Large-scale data systems for
high-stakes organisations
Senior Data Engineer and Technical Consultant specialising in PySpark, Python, and cloud infrastructure for Government, Healthcare, and Financial Services. Based in Ottawa, Canada.
I'm Neel Shah — a Senior Data Engineer and Technical Consultant with 10+ years building end-to-end data systems for organisations that handle sensitive, high-volume data. My core expertise is PySpark, Python, and cloud infrastructure — delivering reliable, compliant, and scalable pipelines across Government, Healthcare, and Financial Services.
As Tech Lead at CIHI (Canadian Institute for Health Information), I lead large-scale PySpark pipelines processing over 1 billion Canadian health data points — covering national registry, diagnosis, and pharma datasets — for federal government, provincial governments, and NPO clients. I manage client relationships, lead the engineering team end-to-end, and ensure strict compliance with PIPEDA and provincial health privacy legislation. This means PII governance, audit trails, and data security are part of every technical decision I make.

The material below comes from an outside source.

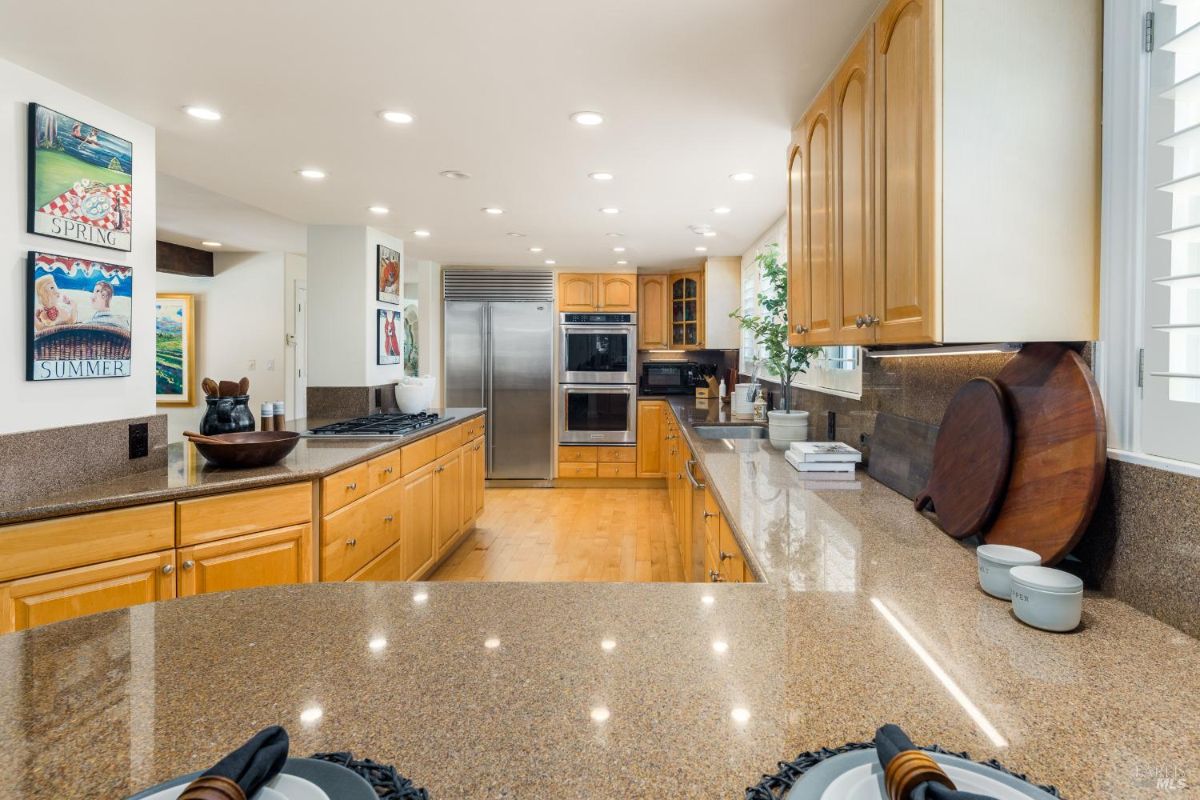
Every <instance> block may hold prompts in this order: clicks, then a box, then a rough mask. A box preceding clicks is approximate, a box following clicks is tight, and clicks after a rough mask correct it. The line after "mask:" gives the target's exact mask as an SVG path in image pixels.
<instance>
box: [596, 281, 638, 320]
mask: <svg viewBox="0 0 1200 800" xmlns="http://www.w3.org/2000/svg"><path fill="white" fill-rule="evenodd" d="M596 305H598V306H599V307H600V311H612V312H618V311H630V312H632V311H637V276H636V275H601V276H600V299H599V302H598V303H596Z"/></svg>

Before CIHI, at EXL Service embedded at Goldman Sachs, I built PySpark-based credit risk management platforms handling 1 million financial transactions per hour — powering Apple Card, Walmart Card, and GM Card risk decisioning with full regulatory compliance. I also architected cloud-based systems at Canopy Growth, Manulife, and SITA — building high-availability infrastructure across Azure and AWS for millions of users.
I use modern AI tools — Claude, GPT, and local LLMs — as productivity accelerators: faster code reviews, automated documentation, data validation pipelines, and intelligent development workflows. AI makes my engineering output faster and higher quality — it's a tool, not the product.

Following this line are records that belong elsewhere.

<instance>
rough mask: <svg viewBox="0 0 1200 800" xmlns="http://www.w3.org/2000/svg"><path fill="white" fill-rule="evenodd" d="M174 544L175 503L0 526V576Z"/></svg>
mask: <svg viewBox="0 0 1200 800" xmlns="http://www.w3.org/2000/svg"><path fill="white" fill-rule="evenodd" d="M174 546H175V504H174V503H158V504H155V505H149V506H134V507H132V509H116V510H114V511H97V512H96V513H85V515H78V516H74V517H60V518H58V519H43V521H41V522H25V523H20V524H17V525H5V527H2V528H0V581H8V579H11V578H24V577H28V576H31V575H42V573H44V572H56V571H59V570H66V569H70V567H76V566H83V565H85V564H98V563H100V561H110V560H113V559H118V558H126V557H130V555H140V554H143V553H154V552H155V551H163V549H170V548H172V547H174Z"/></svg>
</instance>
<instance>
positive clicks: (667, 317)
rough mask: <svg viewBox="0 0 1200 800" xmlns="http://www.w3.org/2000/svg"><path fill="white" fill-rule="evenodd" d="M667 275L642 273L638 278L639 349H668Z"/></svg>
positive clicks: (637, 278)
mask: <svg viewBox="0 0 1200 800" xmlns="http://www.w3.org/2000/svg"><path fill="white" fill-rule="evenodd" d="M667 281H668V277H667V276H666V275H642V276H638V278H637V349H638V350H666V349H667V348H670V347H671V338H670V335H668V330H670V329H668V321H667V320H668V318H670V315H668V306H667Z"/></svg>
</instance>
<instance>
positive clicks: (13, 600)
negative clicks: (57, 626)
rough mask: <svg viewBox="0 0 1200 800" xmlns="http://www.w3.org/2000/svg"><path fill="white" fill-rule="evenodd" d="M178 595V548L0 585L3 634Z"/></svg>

I also created emot — an early open source contribution that grew to 3M+ downloads. It's a reminder that the best tools solve one thing really well.

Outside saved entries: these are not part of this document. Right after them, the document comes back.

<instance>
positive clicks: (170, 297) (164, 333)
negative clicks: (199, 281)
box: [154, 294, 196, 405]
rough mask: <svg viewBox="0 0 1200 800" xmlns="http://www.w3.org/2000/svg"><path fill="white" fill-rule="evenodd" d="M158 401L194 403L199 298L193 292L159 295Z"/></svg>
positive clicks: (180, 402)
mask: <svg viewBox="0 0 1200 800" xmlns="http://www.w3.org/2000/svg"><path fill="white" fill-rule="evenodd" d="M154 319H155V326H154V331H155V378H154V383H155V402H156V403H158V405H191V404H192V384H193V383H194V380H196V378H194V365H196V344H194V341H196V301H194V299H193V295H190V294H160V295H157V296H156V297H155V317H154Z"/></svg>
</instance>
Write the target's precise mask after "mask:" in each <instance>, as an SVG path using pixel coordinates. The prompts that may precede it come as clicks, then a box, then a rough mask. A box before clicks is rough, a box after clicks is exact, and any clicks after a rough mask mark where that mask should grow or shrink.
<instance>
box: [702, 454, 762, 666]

Originally from Vadodara, India — graduated 1st in my engineering class — I moved to Canada for graduate studies and have contributed to both the tech community and volunteer AI initiatives since.
- 📍 Ottawa, Ontario, Canada
- 🏢 CIHI (current)
- 🎓 Lakehead University
- 💻 10+ years experience
- 📄 3 research papers · 89+ citations
- 📦 3M+ open source downloads
- 🌍 5 languages
- English Native
- Hindi Native
- Gujarati Native
- French Elementary
- Sanskrit Limited
Technical Skills
PySpark & Big Data
PII & Compliance
Cloud & Infrastructure
AI-Accelerated Development
Additional Skills
Experience
Lead large-scale PySpark ETL pipeline processing up to 24M records with 200+ parameters in under 60 minutes — ingesting 1B+ Canadian health data points (registry, diagnosis, pharma) from every hospital in the country. Serve federal/provincial government and NPO clients, lead cross-functional engineering team end-to-end through SDLC, manage client relationships, and enforce PIPEDA and provincial health privacy compliance.
Built PySpark-based credit risk management platform handling Apple Card, Walmart Card, and GM Card portfolios at 1M transactions/hour. Resolved P-0 production incidents saving $10M+ in risk exposure. Built Python test automation framework reducing end-to-end test time by 60%.
Architected and led a full waterfall-to-agile transformation across 42 company websites. Designed Python/FastAPI/Docker/AWS microservice handling 100K requests/hour. Delivered $5M/year in annual cost savings through AEM virtualisation. Built WCAG accessibility compliance tooling across the full digital estate.
Built and maintained Azure cloud infrastructure of 1,800+ servers (Windows & Linux) with 99.99% uptime SLA. Developed real-time Power BI dashboards for infrastructure monitoring. Automated CI/CD pipeline with Python and Docker, reducing debugging time by 45 minutes.
Designed real-time airport analytical system integrating LiDAR and Camera hardware using Python and reactive programming. Led Python 2→3 migration of large-scale airport systems. Transformed monolithic legacy architecture into cloud-based microservices on Azure.
Published 3 peer-reviewed papers (89+ citations, NSERC-funded). Built 20-node Elasticsearch cluster searching 330M tweets/second for real-time public health analytics. Developed Random Forest NLP model achieving 93.4% accuracy for population-level health classification.
Built asynchronous chatbot analytics API handling thousands of requests/second. Developed 5+ real-time AWS dashboards for semantic analysis and topic extraction. Designed clustering algorithm for chat-based decision support.
Built real-time data analysis system for product cost and logistics using SAP and Python. Developed time-series sales forecasting model achieving 71% prediction efficiency. Designed ETL and report generation pipeline for sales, cost, and inventory data.
Education
Beyond Work
Cycling
Ottawa's cycling paths are underrated. Long rides clear the head after a week of debugging PySpark DAGs.
Walking
Walking is where problems get solved. Some of the best architecture decisions happen away from the screen.
Gym
Consistency at the gym mirrors consistency in engineering. Show up, do the work, trust the compound effect.